Single by Sam Feldt featuring Rani

from the EP Magnets
- Released: 24 May 2019
- Genre: Tropical house
- Length: 2:54
- Label: Spinnin'
- Songwriters: Roxanne Emery; Shannon Hilversum; Jonas Kröper; Dominic Lyttle; Sammy Renders;
- Producer: Sam Feldt

Sam Feldt singles chronology
| "Hide & Seek" (2019) | "Post Malone" (2019) | "Winter Wonderland" (2019) |

Rani singles chronology
| "Crying In The Sun" (2018) | "Post Malone" (2019) | "Go Somewhere" (2019) |

Music video
- "Post Malone" on YouTube

= Post Malone (song) =

2019 single by Sam Feldt

"Post Malone" is a song by Dutch DJ Sam Feldt featuring singer Rani.

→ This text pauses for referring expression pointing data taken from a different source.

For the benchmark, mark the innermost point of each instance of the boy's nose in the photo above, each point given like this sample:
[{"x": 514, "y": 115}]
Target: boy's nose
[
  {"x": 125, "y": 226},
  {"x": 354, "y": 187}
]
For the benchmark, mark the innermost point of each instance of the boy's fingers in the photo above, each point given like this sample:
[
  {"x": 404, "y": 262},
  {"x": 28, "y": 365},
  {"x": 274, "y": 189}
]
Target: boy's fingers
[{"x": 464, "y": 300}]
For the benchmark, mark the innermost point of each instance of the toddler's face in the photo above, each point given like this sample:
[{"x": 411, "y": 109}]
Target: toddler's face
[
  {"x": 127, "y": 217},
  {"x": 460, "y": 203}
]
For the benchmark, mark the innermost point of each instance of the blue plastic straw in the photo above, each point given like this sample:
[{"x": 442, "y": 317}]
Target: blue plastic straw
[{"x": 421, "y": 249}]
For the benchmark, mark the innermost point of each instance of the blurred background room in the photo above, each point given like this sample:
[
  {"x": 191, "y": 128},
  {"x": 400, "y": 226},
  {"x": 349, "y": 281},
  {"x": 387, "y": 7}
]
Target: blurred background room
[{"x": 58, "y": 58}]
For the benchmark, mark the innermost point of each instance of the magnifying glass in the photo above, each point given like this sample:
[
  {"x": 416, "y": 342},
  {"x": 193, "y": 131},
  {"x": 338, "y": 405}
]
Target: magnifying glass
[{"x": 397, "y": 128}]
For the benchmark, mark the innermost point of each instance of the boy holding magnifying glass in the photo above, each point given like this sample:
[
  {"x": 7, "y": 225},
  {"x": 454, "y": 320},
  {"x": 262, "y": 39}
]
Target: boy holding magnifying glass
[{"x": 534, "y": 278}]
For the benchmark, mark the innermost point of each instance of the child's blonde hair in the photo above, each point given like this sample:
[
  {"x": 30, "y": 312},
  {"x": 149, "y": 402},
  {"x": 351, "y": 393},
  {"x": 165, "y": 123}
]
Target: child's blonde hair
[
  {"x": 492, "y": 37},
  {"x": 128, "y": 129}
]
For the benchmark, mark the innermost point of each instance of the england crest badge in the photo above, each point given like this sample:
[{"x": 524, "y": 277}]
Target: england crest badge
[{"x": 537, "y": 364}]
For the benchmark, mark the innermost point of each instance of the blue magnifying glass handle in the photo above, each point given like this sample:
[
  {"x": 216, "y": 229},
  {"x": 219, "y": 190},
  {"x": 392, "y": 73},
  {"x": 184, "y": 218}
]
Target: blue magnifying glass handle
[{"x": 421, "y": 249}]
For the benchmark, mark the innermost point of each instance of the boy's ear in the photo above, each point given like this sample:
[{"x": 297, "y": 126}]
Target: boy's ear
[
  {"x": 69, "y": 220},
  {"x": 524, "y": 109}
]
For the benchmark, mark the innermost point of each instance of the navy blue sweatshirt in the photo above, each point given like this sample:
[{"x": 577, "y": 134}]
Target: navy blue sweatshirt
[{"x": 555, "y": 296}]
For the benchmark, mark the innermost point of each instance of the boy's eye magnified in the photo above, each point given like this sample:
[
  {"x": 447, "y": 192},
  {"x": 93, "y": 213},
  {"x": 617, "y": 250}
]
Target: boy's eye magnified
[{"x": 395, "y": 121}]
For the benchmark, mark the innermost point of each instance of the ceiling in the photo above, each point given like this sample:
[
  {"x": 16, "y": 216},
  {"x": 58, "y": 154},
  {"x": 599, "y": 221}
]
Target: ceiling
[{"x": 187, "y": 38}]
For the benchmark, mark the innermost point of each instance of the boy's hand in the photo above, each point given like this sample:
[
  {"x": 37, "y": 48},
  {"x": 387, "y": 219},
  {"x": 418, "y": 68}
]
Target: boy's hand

It was released on 24 May 2019 through Spinnin' Records as a single from Feldt's Magnets EP. The music video was directed by Deni Kukura and features drag queens Ma'maQueen, Abby Omg and Inga Shubskaya.

==Lyrics==
The song was referred to as an "ode" to American musician Post Malone and features the lines "Tonight, we go all night long / We party like Post Malone!".

==Charts==

===Weekly charts===

| Chart (2019–2020) | Peak position |
|---|---|
| Australia (ARIA) | 27 |
| Austria (Ö3 Austria Top 40) | 44 |
| Belgium (Ultratip Bubbling Under Flanders) | 31 |
| Belgium (Ultratip Bubbling Under Wallonia) | 17 |
| Canada Hot 100 (Billboard) | 62 |
| Czech Republic Airplay (ČNS IFPI) | 32 |
| Denmark (Tracklisten) | 37 |
| Germany (GfK) | 46 |
| Hungary (Dance Top 40) | 29 |
| Hungary (Single Top 40) | 24 |
| Ireland (IRMA) | 4 |
| Lithuania (AGATA) | 29 |
| Netherlands (Dutch Top 40) | 5 |
| Netherlands (Single Top 100) | 16 |
| Norway (VG-lista) | 17 |
| Scotland Singles (OCC) | 5 |
| Slovakia Airplay (ČNS IFPI) | 4 |
| Slovenia (SloTop50) | 21 |
| Sweden (Sverigetopplistan) | 82 |
| Switzerland (Schweizer Hitparade) | 59 |
| UK Singles (OCC) | 10 |
| US Bubbling Under Hot 100 (Billboard) | 10 |
| US Hot Dance/Electronic Songs (Billboard) | 4 |
| US Dance Club Songs (Billboard) | 44 |
| US Pop Airplay (Billboard) | 32 |
| US Rolling Stone Top 100 | 97 |

===Year-end charts===

| Chart (2019) | Position |
|---|---|
| Hungary (Dance Top 40) | 93 |
| Ireland (IRMA) | 36 |
| Netherlands (Dutch Top 40) | 37 |
| Netherlands (Single Top 100) | 74 |
| UK Singles (Official Charts Company) | 94 |
| US Hot Dance/Electronic Songs (Billboard) | 15 |

| Chart (2020) | Position |
|---|---|
| Australia (ARIA) | 44 |
| Austria (Ö3 Austria Top 40) | 51 |
| Germany (Official German Charts) | 86 |
| Switzerland (Schweizer Hitparade) | 96 |
| US Hot Dance/Electronic Songs (Billboard) | 11 |

==Certifications==

| Region | Certification | Certified units/sales |
| Australia (ARIA) | Platinum | 70,000^{‡} |
| Austria (IFPI Austria) | Platinum | 30,000^{‡} |
| Canada (Music Canada) | 2× Platinum | 160,000^{‡} |
| Denmark (IFPI Danmark) | 2× Platinum | 180,000^{‡} |
| France (SNEP) | Gold | 100,000^{‡} |
| Germany (BVMI) | Gold | 200,000^{‡} |
| Italy (FIMI) | Gold | 35,000^{‡} |
| New Zealand (RMNZ) | 2× Platinum | 60,000^{‡} |
| Poland (ZPAV) | Gold | 25,000^{‡} |
| Portugal (AFP) | Gold | 5,000^{‡} |
| Spain (Promusicae) | Gold | 30,000^{‡} |
| United Kingdom (BPI) | Platinum | 600,000^{‡} |
| United States (RIAA) | Platinum | 1,000,000^{‡} |
^{‡} Sales+streaming figures based on certification alone.